I suppose it was inevitable that some people would prefer the incorrect scaling rather than the correct scaling! I’m afraid I don’t know what we can do about this, because we’re certainly not going to put the wrong behaviour back again. I’m in Austria for the Music Engraving in the 21st Century conference for the weekend, but I’ll take this up with the team on Monday.

I’m also experiencing this problem of size disparity between Dorico and all other programs/Windows itself. I’m on a Lenovo 15.6’’ Laptop with a display resolution of 1920x1080 running Windows 10. My scaling value is 150% to achieve good legibility in every program, but Dorico seems to interpret this value differently from every other application; I would need to set 100% for a usable scaling…
The previous versions behaviour actually made a workaround possible; I set Windows to a custom scaling percentage of 149% and Dorico would fit in by internally rounding to 100%. It would be great maybe to have an option to force a certain scaling factor for the program to compensate for (what appears to be?) an interpretation of the system scaling value by Qt that differs from that of other programs.

Best Regards

Is this topic related to this problem I have? Dorico 3.1 did not change this behaviour:

In the Project Information (Cntl-I) input window, the “Apply” and “Close” buttons are off the bottom of my screen. This is when using Dorico at full screen, but not using the F11 key which hides the Windows task bar.

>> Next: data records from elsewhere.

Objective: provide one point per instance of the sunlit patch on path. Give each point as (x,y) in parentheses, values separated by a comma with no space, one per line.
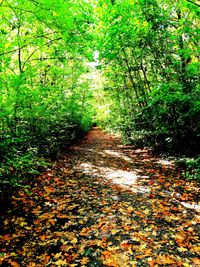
(104,204)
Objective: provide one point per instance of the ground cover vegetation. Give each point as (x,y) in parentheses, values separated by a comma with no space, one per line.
(147,60)
(131,67)
(150,56)
(44,98)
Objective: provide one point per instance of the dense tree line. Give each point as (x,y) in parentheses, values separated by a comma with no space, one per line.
(150,56)
(45,99)
(146,76)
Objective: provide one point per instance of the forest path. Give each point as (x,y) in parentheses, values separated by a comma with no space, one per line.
(104,204)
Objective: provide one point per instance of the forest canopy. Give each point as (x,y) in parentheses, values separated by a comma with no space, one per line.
(132,66)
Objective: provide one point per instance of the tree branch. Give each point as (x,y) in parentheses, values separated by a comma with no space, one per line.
(193,3)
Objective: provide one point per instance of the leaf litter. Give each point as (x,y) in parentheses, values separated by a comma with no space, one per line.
(104,204)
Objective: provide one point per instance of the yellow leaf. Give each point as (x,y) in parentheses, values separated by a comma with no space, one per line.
(196,261)
(74,240)
(61,263)
(7,45)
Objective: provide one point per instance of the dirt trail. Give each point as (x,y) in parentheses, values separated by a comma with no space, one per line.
(104,204)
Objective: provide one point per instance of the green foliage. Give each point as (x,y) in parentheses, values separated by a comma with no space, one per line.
(149,53)
(45,100)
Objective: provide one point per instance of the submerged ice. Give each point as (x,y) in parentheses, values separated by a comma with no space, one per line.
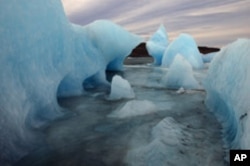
(180,74)
(43,56)
(157,44)
(186,46)
(120,89)
(227,86)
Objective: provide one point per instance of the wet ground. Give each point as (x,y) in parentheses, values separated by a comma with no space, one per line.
(180,131)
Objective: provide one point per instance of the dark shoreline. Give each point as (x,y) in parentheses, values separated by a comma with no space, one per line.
(141,51)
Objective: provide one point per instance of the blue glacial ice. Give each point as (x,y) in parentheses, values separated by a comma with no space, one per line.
(157,44)
(180,74)
(207,58)
(120,89)
(227,86)
(186,46)
(42,57)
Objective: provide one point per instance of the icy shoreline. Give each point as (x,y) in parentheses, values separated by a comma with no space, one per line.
(96,139)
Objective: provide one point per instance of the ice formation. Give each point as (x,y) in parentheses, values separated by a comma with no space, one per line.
(43,56)
(120,89)
(207,58)
(186,46)
(227,86)
(166,137)
(157,44)
(180,74)
(134,108)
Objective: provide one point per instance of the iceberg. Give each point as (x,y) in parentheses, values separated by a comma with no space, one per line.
(120,89)
(42,57)
(134,108)
(227,86)
(180,75)
(157,44)
(186,46)
(207,58)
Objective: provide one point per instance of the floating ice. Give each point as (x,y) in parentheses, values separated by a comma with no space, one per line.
(227,86)
(207,58)
(43,56)
(157,44)
(134,108)
(180,74)
(120,89)
(166,137)
(186,46)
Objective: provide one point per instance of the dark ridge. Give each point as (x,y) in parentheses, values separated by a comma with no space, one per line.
(206,50)
(141,51)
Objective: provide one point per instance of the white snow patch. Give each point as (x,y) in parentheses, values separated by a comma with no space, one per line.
(134,108)
(180,74)
(120,89)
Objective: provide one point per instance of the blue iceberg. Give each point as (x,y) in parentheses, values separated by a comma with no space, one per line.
(180,74)
(157,44)
(227,86)
(42,57)
(186,46)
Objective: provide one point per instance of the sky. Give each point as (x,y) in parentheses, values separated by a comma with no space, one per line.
(213,23)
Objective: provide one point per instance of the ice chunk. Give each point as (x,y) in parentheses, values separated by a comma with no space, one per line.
(207,58)
(134,108)
(167,136)
(43,56)
(180,74)
(120,89)
(186,46)
(157,44)
(227,86)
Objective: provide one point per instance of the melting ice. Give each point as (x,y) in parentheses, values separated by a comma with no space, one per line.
(44,58)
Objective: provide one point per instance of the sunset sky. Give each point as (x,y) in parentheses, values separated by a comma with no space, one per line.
(210,22)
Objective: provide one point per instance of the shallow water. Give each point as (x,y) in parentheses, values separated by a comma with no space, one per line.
(180,132)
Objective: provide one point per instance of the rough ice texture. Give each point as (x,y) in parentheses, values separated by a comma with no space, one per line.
(157,44)
(227,86)
(120,89)
(187,47)
(180,74)
(207,58)
(134,108)
(166,137)
(43,56)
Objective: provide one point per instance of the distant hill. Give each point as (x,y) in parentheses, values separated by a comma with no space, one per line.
(141,51)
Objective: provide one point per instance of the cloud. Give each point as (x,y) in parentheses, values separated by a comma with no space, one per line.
(211,22)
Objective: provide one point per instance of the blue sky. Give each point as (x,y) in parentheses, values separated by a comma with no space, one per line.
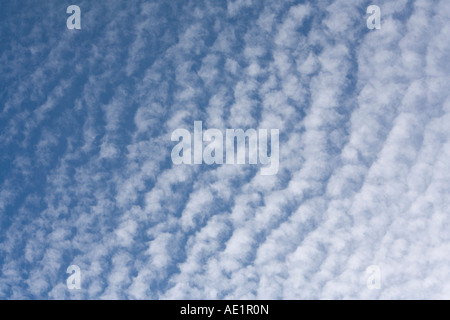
(86,176)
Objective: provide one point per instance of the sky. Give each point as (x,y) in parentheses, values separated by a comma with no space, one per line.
(86,176)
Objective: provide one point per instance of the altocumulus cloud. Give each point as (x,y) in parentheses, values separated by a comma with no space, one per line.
(86,175)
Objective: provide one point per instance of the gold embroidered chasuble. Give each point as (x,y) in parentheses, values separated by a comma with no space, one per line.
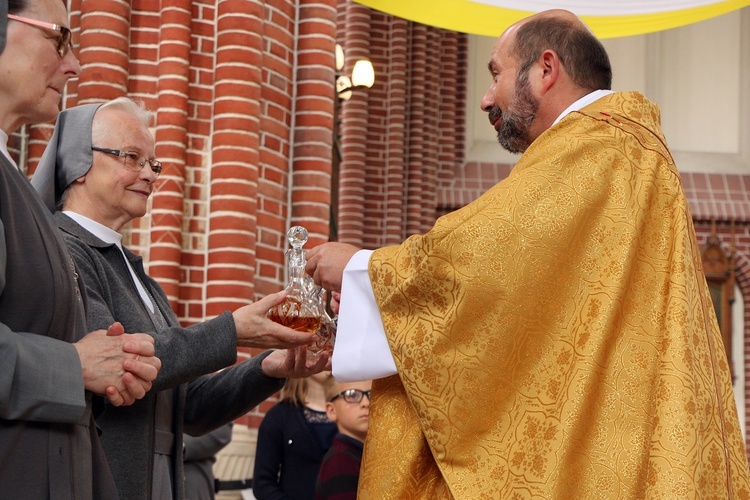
(556,338)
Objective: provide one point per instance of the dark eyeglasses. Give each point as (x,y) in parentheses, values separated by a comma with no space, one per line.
(133,160)
(63,41)
(351,395)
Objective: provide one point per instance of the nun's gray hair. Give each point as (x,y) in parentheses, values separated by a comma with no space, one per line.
(128,105)
(69,153)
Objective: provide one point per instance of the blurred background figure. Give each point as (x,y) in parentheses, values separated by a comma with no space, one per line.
(292,440)
(99,169)
(199,458)
(349,406)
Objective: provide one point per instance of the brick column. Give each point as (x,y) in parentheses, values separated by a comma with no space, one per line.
(171,125)
(313,141)
(235,143)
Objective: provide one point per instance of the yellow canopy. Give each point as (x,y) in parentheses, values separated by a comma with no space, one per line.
(608,19)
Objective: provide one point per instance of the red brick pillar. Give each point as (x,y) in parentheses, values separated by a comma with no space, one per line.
(313,141)
(354,131)
(235,143)
(388,97)
(104,50)
(171,124)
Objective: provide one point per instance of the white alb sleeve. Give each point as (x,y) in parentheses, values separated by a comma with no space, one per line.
(361,350)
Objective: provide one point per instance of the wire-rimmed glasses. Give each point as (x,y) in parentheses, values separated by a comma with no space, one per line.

I can slide this window up a little and barely see the two bottom buttons, but letting go of the mouse causes the window to snap its top to the top of my screen. Buttons are hidden behind the task bar.

My workarounds: (1) click in the “Other Information” window, press Tab once to get to “Close” (which is a stab in the dark, so to speak). (2) (with this laptop), F11 gets rid of the task bar at bottom of screen. (3) Moving the task bar to the right side makes the buttons visible.

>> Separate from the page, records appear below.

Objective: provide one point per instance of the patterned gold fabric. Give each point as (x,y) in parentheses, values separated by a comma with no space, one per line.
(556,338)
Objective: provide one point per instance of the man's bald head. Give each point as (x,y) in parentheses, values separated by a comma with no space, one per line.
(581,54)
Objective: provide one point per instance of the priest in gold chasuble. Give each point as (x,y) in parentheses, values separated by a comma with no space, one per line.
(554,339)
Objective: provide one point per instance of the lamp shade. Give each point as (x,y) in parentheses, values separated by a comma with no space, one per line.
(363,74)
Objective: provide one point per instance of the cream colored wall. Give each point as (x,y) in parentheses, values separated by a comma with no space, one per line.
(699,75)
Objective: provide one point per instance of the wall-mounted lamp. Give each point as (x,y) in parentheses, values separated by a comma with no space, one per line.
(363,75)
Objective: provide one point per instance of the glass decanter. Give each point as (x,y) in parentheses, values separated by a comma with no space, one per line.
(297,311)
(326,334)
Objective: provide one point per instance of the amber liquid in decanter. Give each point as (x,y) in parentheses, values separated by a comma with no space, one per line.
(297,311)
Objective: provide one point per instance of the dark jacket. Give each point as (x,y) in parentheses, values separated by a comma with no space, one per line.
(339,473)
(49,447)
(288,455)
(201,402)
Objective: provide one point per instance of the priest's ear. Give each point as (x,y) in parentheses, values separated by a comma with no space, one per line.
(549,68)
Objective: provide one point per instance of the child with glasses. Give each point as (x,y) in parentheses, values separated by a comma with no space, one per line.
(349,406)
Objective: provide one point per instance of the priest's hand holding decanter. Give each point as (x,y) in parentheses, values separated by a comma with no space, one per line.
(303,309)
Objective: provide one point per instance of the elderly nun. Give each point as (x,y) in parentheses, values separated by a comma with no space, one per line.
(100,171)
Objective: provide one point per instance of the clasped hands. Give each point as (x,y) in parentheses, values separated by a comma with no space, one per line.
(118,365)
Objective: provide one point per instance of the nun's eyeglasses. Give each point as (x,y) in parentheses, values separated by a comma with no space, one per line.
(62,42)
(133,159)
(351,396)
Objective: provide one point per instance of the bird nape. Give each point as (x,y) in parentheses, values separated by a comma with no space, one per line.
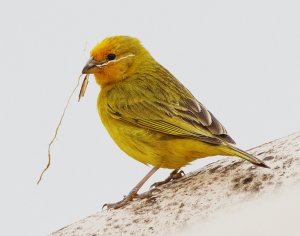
(150,115)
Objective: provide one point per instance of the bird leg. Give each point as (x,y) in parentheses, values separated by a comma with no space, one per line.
(133,193)
(175,174)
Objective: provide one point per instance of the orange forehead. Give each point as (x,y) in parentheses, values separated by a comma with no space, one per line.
(100,50)
(116,45)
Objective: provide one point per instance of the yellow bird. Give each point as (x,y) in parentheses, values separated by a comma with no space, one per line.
(150,115)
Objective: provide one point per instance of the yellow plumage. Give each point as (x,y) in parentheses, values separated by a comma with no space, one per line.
(149,113)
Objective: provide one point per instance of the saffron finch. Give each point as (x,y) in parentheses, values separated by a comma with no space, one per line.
(150,115)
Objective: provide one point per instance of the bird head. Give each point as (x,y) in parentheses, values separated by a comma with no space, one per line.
(115,59)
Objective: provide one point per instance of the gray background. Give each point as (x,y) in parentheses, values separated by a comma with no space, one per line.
(240,58)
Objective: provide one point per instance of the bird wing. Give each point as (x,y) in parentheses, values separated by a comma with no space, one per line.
(167,107)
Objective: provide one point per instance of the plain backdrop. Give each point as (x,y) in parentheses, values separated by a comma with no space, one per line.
(239,58)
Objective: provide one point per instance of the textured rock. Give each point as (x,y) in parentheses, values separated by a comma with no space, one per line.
(200,194)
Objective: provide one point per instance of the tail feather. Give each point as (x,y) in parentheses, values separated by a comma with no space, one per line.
(247,156)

Update: I just tried the right windows bar, then put it back to the bottom, and now Project Information looks ok! Go figure…

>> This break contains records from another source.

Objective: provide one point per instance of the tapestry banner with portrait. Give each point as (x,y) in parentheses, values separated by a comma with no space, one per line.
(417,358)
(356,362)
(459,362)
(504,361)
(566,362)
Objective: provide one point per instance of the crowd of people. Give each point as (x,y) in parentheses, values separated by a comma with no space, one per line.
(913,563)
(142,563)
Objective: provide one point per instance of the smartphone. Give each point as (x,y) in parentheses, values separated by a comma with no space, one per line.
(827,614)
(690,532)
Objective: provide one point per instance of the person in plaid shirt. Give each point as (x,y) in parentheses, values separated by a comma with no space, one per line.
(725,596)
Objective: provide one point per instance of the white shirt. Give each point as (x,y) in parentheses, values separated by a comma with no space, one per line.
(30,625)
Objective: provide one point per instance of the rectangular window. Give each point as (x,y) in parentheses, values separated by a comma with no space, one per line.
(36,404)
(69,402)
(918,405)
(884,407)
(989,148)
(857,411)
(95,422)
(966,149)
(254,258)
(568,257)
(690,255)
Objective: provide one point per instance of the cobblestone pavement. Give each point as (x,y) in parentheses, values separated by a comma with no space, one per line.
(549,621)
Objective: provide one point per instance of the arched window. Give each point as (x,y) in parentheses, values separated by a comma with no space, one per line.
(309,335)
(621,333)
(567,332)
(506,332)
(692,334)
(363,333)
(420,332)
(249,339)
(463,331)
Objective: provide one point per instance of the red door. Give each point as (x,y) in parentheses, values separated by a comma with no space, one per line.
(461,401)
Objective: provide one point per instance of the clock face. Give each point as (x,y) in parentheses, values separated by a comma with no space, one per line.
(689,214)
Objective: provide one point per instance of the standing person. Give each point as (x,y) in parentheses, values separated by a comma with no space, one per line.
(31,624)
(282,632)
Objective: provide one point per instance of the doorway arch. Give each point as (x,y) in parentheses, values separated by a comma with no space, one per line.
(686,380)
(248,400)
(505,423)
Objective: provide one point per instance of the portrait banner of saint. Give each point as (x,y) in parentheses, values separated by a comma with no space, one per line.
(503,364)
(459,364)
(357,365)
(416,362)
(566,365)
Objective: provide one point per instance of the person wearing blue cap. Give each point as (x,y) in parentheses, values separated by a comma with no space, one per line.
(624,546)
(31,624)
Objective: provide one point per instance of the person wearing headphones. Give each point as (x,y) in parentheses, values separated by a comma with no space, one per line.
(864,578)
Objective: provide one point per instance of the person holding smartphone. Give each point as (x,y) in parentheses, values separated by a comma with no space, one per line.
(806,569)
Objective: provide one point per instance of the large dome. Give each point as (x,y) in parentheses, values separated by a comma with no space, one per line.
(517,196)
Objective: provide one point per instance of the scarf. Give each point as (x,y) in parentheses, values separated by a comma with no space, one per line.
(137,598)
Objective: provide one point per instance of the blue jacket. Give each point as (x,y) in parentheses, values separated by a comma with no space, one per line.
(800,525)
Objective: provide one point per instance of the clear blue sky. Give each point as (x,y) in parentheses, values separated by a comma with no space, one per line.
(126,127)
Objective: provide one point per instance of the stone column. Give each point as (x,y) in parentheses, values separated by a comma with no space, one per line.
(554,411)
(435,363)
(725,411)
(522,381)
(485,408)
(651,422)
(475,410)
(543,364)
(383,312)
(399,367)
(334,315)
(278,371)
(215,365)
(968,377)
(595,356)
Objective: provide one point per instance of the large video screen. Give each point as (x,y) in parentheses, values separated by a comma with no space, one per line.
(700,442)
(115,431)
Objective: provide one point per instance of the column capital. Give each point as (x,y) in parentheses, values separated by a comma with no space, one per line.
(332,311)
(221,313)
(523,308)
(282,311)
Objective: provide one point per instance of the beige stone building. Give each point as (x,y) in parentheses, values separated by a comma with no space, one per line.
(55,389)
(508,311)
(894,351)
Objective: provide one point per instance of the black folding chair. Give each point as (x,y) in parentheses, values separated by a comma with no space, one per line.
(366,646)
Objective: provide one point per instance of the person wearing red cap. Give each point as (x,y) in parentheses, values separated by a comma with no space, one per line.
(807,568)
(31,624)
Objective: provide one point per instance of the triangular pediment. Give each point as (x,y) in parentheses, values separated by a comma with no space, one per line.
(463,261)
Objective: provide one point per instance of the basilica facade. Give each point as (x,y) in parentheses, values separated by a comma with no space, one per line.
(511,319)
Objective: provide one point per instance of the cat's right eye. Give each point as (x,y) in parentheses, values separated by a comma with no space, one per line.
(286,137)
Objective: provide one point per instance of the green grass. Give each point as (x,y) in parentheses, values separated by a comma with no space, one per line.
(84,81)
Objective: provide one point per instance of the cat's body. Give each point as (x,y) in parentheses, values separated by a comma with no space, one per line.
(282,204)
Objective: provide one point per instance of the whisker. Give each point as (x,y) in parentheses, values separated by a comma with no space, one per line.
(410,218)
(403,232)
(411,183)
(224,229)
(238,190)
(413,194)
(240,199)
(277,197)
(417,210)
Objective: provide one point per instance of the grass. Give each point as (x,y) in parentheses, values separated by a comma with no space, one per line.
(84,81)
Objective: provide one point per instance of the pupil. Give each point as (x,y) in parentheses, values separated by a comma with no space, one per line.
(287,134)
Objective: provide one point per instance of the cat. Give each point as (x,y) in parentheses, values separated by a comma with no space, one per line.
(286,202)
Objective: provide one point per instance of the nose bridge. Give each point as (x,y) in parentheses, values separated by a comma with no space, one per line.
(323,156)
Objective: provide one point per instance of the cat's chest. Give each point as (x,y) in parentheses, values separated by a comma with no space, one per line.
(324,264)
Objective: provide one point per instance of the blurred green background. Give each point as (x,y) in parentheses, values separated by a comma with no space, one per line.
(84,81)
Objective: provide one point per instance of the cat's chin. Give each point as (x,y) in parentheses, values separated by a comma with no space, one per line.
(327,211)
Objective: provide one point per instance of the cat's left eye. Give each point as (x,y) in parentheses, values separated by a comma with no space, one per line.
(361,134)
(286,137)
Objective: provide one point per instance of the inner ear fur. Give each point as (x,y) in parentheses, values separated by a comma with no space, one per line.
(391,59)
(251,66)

I find I had to click the partial screen and then the full screen program icons the first time I used an existing, converted Dorico file, but then the screens seem to fit with the new configuration.

running at no (100%) scaling on Windows 10 it all looks fine to me.

100% looks fine for me on a 23 inch 1920 x 1080 screen. The side panel text and icons are a bit bigger than most other programs, but you can close them when you don’t need them. I suppose if you work by selecting everything with the mouse, they would be a bit more intrusive.

If you have a different size screen or different pixel resolution, YMMV of course.

@Daniel and everybody involved here and at QT: THANK YOU! Even though I’m going to retire my Surface Pro 3 in a few months (which has a display resolution that needs to be scaled to 150%), I am very happy about this update - Dorico is much better to work with now.

I found a solution to my problem, maybe it will help others:

You can set an environment variable to tell Qt-Applications to either not auto-scale or use a custom scale factor (in relation to your system-wide scale factor).
How to: High DPI Displays | Qt 5.15
How to set an environment variable: https://www.howtogeek.com/51807/how-to-create-and-use-global-system-environment-variables/

However, this will apply to all applications that use Qt, so it is only a workaround.


Regards

Excellent! For my 125% Windows scaling I ended up using
QT_SCALE_FACTOR
0.8

Edit: I found the following working better as the first rendered Sib useless:
QT_AUTO_SCREEN_SCALE_FACTOR
0

Awesome, this worked perfectly for VEP 7 as well. Thanks for the tip.